Banda Aceh l Atjeh Terkini.Id- Ketua Laskar Panglima Nanggroe, Sulaiman Manaf, melancarkan kritik tajam praktik penambangan emas ilegal di Aceh disebutnya bukan lagi aktivitas rakyat kecil, melainkan penjarahan terorganisir oleh jaringan mafia dari Medan.
Jaringan ini diduga beroperasi secara sistematis dengan dukungan oknum aparat penegak hukum di berbagai kecamatan, menyebabkan kerusakan lingkungan dan kerugian negara yang fantastis.
Dalam pernyataan resminya pada Senin (29/9), Sulaiman Manaf mengungkapkan bahwa mafia tambang ini membawa modal besar, alat berat, bahan bakar, hingga pekerja dari luar Aceh. Mereka bahkan diduga menyetor hingga Rp30 juta per ekskavator setiap bulan kepada aparat, sementara masyarakat Aceh harus menanggung dampak buruk berupa banjir, longsor, dan hancurnya hutan.
“Ini adalah penjarahan kekayaan Aceh secara terang -terangan. Ribuan ekskavator beroperasi bebas di hutan lindung, merusak ekosistem dan mencemari sungai dengan merkuri. Negara rugi ratusan miliar rupiah, emasnya dibawa lari ke Medan, sementara Aceh hanya menyisakan lubang raksasa dan lumpur,” tegas Sulaiman, menggambarkan kondisi yang memprihatinkan.
Menurut Sulaiman, keberadaan “panitia lobang” di tingkat desa dan kecamatan menjadi kunci penghubung antara mafia luar daerah dengan oknum aparat. Skema ini memastikan aliran dana haram dari hasil tambang ilegal terus mengalir ke kantong mafia dan pejabat nakal, alih-alih masuk ke kas daerah.
Menyikapi kondisi ini, Laskar Panglima Nanggroe menyerukan kepada seluruh lapisan masyarakat Aceh, termasuk Komite Peralihan Aceh (KPA) dan masyarakat adat, untuk bersatu melawan penjarahan ini.

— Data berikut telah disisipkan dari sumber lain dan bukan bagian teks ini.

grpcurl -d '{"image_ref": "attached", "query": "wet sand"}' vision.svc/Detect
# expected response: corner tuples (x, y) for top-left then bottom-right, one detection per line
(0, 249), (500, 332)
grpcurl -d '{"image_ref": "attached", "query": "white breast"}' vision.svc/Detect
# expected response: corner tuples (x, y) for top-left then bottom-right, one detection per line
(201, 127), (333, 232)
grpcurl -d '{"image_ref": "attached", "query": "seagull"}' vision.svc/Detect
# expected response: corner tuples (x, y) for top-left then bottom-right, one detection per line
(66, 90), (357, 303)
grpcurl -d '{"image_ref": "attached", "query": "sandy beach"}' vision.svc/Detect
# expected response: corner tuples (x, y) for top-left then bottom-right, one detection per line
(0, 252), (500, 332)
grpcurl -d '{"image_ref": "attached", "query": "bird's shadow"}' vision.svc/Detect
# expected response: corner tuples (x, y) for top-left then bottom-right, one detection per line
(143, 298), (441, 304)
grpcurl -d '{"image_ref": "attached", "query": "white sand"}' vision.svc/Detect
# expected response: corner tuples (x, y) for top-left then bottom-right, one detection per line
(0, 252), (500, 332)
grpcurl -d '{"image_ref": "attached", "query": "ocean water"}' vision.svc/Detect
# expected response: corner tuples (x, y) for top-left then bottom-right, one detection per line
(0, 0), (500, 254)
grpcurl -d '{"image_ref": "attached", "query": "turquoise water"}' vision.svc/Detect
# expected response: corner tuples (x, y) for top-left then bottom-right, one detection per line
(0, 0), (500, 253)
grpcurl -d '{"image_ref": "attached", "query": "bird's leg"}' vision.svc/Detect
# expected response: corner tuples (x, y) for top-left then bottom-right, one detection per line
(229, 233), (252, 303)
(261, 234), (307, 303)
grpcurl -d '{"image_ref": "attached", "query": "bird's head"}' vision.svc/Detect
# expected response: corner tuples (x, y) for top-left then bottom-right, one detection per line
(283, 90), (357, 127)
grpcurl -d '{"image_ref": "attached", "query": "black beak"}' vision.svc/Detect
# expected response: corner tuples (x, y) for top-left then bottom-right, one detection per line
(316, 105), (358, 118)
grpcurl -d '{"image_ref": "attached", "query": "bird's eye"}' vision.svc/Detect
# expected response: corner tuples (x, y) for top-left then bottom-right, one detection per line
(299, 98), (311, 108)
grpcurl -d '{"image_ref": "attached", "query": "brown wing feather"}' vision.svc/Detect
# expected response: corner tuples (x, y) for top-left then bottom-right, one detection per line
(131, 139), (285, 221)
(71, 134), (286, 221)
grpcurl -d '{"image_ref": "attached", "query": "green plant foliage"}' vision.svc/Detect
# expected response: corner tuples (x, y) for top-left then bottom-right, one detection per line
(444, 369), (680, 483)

“Kekayaan alam Aceh bukan untuk dirampok. Jangan biarkan hutan kita hancur dan emas kita dijual murah ke luar daerah,” serunya
Sulaiman juga mendesak pemerintah pusat dan aparat hukum nasional untuk segera menindaklanjuti dugaan setoran ilegal yang diperkirakan mencapai Rp360 miliar per tahun dari tambang ilegal di Aceh.
“Jika praktik mafia ini dibiarkan, bukan hanya hutan yang runtuh, tapi juga wibawa hukum dan martabat Aceh,” pungkasnya, menegaskan kesiapan Laskar Panglima Nanggroe untuk berdiri di garis depan melawan mafia tambang dan para kaki tangannya. (**).